Assim, a taxonomia de Fields et al. (2001) constitui-se da ideia que: a) a contabilidade atua na mitigação de conflitos entre agentes da relação contratual da firma; b) o método contábil se constitui no meio de comunicação de informações privadas entre o gestor e os demais agentes, e; c) a regulação da contabilidade afeta a qualidade e a quantidade de informações financeiras divulgadas.
O cerne da discussão de Fields et al. (2001) reside na dificuldade de obtenção de dados críveis nas pesquisas sobre teoria da agência. O fato de todas as transações ocorrerem no âmbito da firma dificulta a coleta e a tabulação de dados capazes de relacionar variáveis voltadas a distinguir os interesses do principal e do agente.
A real motivação de uma escolha contábil, por si só, já gera a dificuldade de entendimento quanto ao interesse do gestor. Conforme Fields et al. (2001), os órgãos reguladores tem demonstrado preocupação quanto ao número de escolhas possíveis à disposição do gestor. Para os autores, os reguladores devem entender as vantagens e desvantagens de permitir escolha e determinar o nível ‘ideal’ de discrição.
As pesquisas, conforme Fields et al. (2001), normalmente partem do pressuposto de haver interesse utilitarista pelo agente e do seu desconhecimento pelo principal. Essa visão acaba fragilizando os resultados apresentados no sentido de não explorar os fatores endógenos envolvidos durante a contratação. Possivelmente alguns aspectos considerados frágeis para o principal já possam ter sido precificados durante a negociação, por exemplo.
Do exposto, é possível buscar reflexões quanto a dificuldade de se mensurar o impacto das divergências de interesse entre principal e agentes nas organizações. Tal como propõe Francis (2001), as críticas de Fields et al. (2001) quanto aos achados de pesquisas envolvendo a relação principal-agente são, na realidade, um meio para melhoria das pesquisas, constituindo-se em desafio para novos pesquisadores. Questões quanto a implicação dos métodos contábeis e proposição de novos modelos analíticos para escolhas contábeis são fundamentais para novos estudos, embora se reconheça a dificuldade de suas implementações dada a endogeneidade das escolhas contábeis.

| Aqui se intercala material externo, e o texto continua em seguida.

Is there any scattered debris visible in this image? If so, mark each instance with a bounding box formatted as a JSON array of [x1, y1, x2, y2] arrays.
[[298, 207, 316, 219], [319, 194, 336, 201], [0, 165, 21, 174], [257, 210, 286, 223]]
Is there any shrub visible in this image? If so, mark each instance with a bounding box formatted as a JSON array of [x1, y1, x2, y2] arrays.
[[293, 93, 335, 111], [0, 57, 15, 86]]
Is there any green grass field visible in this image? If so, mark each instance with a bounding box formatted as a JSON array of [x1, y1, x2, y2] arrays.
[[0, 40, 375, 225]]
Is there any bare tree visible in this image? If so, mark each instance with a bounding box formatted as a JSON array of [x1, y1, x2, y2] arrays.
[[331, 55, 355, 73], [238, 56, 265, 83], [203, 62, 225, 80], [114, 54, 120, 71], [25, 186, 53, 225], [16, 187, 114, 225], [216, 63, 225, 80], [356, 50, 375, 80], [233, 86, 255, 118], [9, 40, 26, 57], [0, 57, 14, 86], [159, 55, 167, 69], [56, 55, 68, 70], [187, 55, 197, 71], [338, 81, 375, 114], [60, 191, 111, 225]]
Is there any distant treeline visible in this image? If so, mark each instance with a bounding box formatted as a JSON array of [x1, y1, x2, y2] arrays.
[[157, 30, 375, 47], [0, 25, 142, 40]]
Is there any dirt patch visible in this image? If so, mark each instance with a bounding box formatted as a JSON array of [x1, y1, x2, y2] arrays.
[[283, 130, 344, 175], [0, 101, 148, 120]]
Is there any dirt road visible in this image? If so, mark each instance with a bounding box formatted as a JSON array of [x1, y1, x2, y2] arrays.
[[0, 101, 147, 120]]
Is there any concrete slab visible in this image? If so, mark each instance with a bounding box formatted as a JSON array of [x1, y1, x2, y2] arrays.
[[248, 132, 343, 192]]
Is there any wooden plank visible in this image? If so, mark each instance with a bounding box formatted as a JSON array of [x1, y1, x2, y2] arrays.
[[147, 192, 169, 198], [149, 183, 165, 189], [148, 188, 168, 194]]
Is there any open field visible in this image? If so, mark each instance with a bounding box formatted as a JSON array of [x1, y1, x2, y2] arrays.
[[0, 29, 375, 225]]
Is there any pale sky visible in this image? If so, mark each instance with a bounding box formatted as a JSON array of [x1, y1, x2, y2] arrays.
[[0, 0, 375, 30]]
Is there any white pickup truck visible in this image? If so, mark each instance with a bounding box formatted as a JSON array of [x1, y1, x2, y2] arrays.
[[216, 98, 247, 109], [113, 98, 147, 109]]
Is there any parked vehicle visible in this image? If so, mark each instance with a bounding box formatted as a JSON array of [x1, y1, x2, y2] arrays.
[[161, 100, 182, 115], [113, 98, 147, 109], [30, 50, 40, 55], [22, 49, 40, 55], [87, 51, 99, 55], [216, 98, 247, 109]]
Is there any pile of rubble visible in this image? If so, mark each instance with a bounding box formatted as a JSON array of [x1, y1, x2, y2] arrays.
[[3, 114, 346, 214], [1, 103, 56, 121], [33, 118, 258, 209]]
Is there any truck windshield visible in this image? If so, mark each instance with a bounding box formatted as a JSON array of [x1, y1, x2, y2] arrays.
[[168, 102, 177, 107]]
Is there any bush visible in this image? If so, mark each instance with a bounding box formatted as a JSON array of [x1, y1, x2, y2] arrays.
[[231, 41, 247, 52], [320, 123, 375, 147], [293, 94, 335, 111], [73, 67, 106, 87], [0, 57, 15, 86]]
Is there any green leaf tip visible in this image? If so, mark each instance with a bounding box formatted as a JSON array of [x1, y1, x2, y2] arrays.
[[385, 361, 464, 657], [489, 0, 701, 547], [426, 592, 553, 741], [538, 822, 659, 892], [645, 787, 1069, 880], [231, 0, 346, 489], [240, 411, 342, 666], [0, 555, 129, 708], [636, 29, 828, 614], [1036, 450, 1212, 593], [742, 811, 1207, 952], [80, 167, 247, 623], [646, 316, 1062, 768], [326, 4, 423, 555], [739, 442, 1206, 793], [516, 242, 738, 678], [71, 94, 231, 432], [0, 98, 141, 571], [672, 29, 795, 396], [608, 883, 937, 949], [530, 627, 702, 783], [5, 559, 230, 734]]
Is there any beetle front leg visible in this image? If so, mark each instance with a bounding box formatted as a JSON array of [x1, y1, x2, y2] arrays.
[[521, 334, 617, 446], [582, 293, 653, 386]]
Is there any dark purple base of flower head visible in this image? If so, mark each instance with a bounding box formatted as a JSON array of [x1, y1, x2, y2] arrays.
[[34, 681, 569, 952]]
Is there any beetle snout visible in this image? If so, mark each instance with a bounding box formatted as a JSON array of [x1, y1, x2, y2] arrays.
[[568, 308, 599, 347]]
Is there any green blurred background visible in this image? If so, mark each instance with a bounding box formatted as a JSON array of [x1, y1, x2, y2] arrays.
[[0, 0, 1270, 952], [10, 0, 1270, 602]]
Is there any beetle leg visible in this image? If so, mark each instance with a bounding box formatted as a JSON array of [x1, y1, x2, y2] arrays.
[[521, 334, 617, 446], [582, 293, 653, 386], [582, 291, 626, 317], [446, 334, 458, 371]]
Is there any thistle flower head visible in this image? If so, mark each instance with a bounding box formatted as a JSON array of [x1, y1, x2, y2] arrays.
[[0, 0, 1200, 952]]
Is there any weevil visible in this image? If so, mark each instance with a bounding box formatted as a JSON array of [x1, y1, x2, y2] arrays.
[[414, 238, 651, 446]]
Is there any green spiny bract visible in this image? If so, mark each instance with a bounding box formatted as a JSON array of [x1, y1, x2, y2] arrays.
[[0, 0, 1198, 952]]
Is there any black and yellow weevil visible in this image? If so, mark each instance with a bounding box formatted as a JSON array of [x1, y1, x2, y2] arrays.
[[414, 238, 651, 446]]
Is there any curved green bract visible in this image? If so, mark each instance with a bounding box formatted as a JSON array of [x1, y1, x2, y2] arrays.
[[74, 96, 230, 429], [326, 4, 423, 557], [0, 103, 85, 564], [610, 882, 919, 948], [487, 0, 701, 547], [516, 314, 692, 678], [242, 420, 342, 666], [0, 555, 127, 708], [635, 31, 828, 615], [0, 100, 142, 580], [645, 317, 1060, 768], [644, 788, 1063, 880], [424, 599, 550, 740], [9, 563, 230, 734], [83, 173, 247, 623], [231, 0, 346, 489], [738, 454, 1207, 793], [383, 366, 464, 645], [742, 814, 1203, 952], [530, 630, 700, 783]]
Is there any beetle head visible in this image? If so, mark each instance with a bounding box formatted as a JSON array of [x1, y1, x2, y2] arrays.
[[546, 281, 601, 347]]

Coase, R. H. (1937). The nature of the firm. Economica, 4, 386-405.
Fields, T. D., Lys, T. Z. & Vincent, L. (2001). Empirical research on accounting choice. Journal of Accounting and Economics, 31(1-3), 255-307.
Francis J. Discussion of empirical research on accounting choice. Journal of Accounting and Economics. 31(1-3), 309-319.
Jensen, M. C. & Meckling, W. H. (1976). Theory of the firm: managerial behavior agency, costs and ownership structure. Journal of Financial Economics, 3(4), 305-360.
Lambert, R. A. (2001). Contracting theory and accounting. Journal of Accounting and Economics, 32(1–3), 3-87.
Magee R. P. (2001). Discussion of ‘‘Contracting theory and accounting’’. Journal of Accounting and Economics, 32 (1–3), 89-96, 2001.